Il reprit donc le chemin du gourbi, en chassant quelques rimes qu’il essayait d’ajuster les unes aux autres sous la forme un peu surannée de ce qu’il appelait un rondeau. Ce prétendu rondeau — il est inutile de le cacher — était à l’adresse d’une jeune veuve, qu’il espérait bien épouser, et il tendait à prouver que, lorsqu’on a la chance d’aimer une personne aussi digne de tous les respects, il faut aimer « le plus simplement du monde ». Que cet aphorisme fût vrai ou non, d’ailleurs, c’était le moindre des soucis du capitaine Servadac, qui rimait un peu pour rimer.

« Oui ! oui ! murmurait-il, pendant que son ordonnance trottait silencieusement à son côté, un rondeau bien senti fait toujours son effet ! Ils sont rares, les rondeaux, sur la côte algérienne, et le mien n’en sera que mieux reçu, il faut l’espérer ! »

Et le poëte-capitaine commença ainsi :

En vérité ! lorsque l’on aime,
C’est simplement…

« Oui ! simplement, c’est-à-dire honnêtement et en vue du mariage, et moi qui vous parle… Diable ! cela ne rime plus ! Pas commodes ces rimes en « ème » ! Singulière idée que j’ai eue d’aligner mon rondeau là-dessus ! Hé ! Ben-Zouf ! »

Ben-Zouf était l’ordonnance du capitaine Servadac.

« Mon capitaine, répondit Ben-Zouf.

— As-tu fait des vers quelquefois ?

— Non, mon capitaine, mais j’en ai vu faire !

— Et par qui ?

— Par le pitre d’une baraque de somnambule, un soir, à la fête de Montmartre.

— Et tu les as retenus, ces vers de pitre ?

— Les voici, mon capitaine :


Entrez ! C’est le bonheur suprême,
Et vous en sortirez charmé !
Ici l’on voit celle qu’on aime,
Et celle que l’on est aimé !


— Mordioux ! Ils sont détestables, tes vers !

— Parce qu’ils ne sont pas enroulés autour d’un mirliton, mon capitaine ! Sans cela, ils en vaudraient bien d’autres !

— Tais-toi, Ben-Zouf ! s’écria Hector Servadac.
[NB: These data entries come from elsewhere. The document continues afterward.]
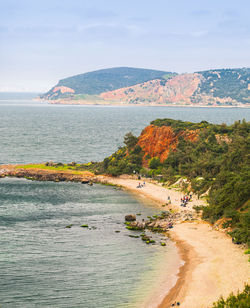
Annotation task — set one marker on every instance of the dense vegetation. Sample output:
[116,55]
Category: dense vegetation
[217,163]
[241,300]
[226,83]
[111,79]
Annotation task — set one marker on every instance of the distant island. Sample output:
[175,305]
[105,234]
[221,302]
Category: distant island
[136,86]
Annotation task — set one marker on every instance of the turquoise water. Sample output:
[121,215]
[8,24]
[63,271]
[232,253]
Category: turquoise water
[37,132]
[44,264]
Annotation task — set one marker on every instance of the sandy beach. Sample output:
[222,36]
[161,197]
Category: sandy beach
[213,265]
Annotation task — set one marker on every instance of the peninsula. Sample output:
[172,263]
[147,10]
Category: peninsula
[145,87]
[174,158]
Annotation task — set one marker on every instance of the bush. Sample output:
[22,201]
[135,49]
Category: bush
[241,300]
[154,163]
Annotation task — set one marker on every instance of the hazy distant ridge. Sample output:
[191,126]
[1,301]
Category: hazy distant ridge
[220,87]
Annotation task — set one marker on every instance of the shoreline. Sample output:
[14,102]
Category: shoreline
[121,104]
[213,265]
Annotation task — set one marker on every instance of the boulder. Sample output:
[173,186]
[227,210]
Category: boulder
[130,217]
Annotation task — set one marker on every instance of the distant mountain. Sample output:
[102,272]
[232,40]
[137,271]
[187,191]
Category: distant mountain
[222,87]
[97,82]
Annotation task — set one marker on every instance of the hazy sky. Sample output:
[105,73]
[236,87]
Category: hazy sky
[42,41]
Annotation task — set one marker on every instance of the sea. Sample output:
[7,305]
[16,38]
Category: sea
[42,262]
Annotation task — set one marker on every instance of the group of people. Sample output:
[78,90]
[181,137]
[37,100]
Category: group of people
[185,200]
[141,185]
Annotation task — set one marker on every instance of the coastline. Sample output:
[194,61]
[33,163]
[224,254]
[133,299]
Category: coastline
[122,104]
[213,265]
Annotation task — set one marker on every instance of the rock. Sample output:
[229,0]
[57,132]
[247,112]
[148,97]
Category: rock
[85,181]
[130,217]
[69,226]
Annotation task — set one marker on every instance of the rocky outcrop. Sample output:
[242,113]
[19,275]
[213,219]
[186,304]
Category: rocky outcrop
[177,90]
[130,217]
[47,175]
[157,141]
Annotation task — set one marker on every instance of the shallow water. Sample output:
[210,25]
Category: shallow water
[37,132]
[44,264]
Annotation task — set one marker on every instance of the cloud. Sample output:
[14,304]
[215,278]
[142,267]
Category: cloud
[200,13]
[97,13]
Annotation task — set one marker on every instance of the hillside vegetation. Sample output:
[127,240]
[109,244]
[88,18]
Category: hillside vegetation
[215,162]
[134,86]
[109,79]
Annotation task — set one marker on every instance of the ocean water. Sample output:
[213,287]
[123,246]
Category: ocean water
[44,264]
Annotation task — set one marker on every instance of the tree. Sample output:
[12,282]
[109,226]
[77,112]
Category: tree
[130,140]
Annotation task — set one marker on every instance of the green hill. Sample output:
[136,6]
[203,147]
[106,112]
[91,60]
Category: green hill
[127,85]
[104,80]
[215,163]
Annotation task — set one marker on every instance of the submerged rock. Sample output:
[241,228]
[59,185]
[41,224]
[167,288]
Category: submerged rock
[130,217]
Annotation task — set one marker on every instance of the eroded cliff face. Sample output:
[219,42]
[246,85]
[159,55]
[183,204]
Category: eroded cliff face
[177,90]
[157,141]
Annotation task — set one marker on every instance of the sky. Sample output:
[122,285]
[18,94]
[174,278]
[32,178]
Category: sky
[42,41]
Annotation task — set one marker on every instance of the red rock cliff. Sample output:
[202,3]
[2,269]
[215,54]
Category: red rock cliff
[158,141]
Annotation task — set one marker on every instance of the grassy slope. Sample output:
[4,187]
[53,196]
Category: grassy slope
[110,79]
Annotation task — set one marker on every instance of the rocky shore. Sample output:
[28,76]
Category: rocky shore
[47,175]
[213,265]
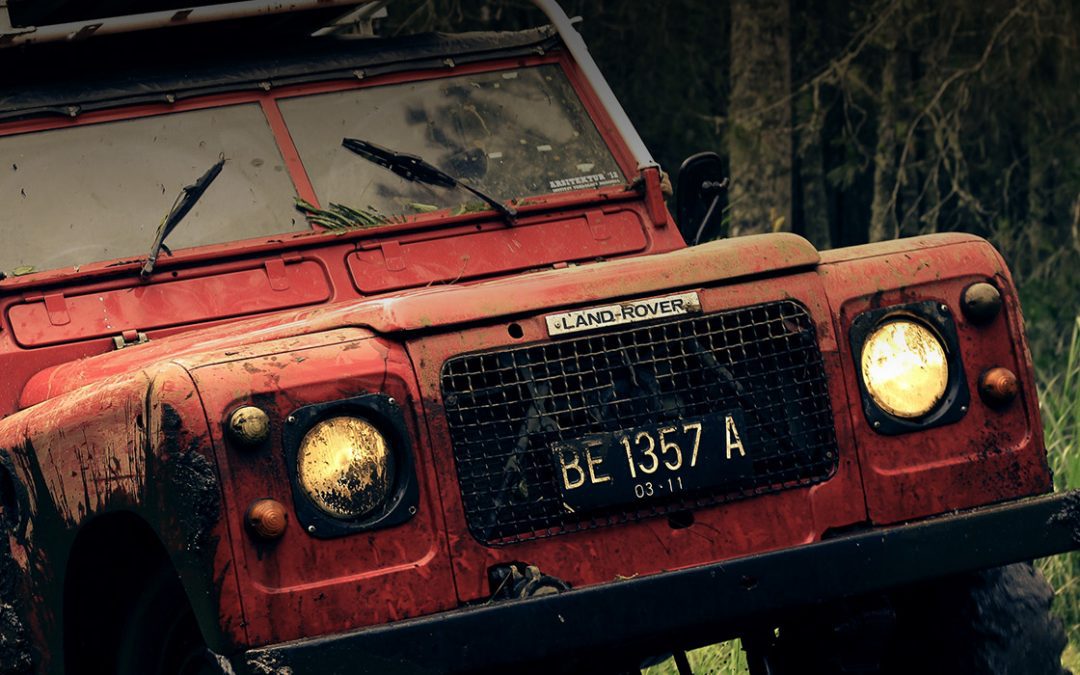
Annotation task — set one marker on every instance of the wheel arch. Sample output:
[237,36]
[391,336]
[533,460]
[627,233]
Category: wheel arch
[111,563]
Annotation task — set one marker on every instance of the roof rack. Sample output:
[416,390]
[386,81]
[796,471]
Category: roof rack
[11,35]
[25,35]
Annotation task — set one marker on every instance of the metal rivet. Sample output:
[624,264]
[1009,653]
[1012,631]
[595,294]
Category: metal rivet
[248,426]
[981,302]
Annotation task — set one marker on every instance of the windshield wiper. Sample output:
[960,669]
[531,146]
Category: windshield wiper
[415,170]
[185,201]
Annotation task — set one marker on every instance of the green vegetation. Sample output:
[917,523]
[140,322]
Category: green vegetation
[1060,400]
[723,659]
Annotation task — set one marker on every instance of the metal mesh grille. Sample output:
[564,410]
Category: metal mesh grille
[505,408]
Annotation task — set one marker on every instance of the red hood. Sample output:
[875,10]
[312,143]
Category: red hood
[445,306]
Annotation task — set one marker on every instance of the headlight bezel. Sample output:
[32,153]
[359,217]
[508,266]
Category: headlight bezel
[383,413]
[935,316]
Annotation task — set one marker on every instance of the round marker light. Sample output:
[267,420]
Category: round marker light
[904,368]
[346,467]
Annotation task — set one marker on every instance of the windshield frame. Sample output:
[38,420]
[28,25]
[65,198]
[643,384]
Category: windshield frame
[268,97]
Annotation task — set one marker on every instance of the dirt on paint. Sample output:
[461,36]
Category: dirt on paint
[192,481]
[14,647]
[1068,515]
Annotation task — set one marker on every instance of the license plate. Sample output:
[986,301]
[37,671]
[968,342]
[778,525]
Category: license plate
[652,462]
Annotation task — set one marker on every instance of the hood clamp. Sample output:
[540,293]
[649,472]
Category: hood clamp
[130,338]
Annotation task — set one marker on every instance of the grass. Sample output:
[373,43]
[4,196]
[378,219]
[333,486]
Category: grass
[1060,402]
[723,659]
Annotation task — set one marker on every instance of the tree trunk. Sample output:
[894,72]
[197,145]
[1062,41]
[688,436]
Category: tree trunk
[759,138]
[882,207]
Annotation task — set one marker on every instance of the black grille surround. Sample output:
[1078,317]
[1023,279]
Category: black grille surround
[505,408]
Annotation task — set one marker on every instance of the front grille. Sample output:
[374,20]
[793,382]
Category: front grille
[507,408]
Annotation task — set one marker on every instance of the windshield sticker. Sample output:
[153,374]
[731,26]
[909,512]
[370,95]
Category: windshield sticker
[590,180]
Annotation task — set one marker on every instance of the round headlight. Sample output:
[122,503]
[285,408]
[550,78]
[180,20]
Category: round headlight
[346,467]
[905,368]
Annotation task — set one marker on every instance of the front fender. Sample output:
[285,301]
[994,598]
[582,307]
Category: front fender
[134,443]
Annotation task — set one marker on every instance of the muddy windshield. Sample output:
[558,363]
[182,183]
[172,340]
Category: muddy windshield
[511,133]
[88,192]
[98,191]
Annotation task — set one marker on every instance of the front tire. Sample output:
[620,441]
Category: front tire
[161,635]
[991,622]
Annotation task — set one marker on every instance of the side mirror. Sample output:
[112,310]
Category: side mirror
[701,185]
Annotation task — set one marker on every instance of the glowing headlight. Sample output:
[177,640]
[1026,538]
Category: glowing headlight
[346,467]
[904,368]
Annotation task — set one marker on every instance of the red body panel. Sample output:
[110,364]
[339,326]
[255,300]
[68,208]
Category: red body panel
[988,456]
[311,318]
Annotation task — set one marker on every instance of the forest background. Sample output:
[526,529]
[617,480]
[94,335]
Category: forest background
[852,121]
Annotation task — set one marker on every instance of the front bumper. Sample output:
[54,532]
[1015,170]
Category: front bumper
[645,616]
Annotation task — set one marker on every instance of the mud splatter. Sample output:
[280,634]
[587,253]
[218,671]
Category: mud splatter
[14,646]
[193,484]
[266,663]
[1068,515]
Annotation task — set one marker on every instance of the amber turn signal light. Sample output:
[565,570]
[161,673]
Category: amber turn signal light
[998,387]
[248,426]
[267,518]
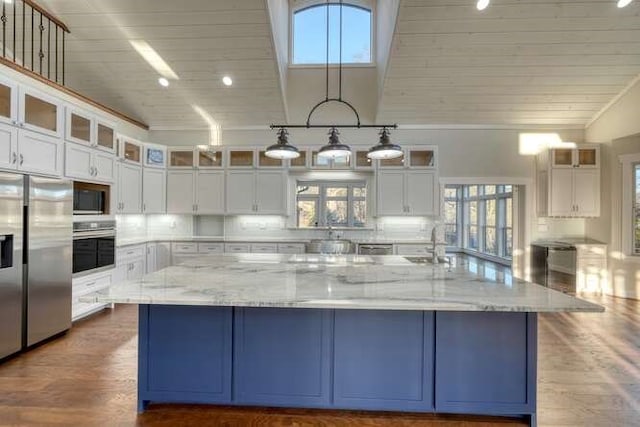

Tais-toi ! Je tiens enfin ma troisième et ma quatrième rime ! »


En vérité ! lorsque l’on aime,
C’est simplement…
Et fiez-vous à l’amour même
Plus qu’au serment !


Mais tout l’effort poétique du capitaine Servadac ne put le mener au-delà, et quand, à six heures, il fut de retour au gourbi, il ne tenait encore que son premier quatrain.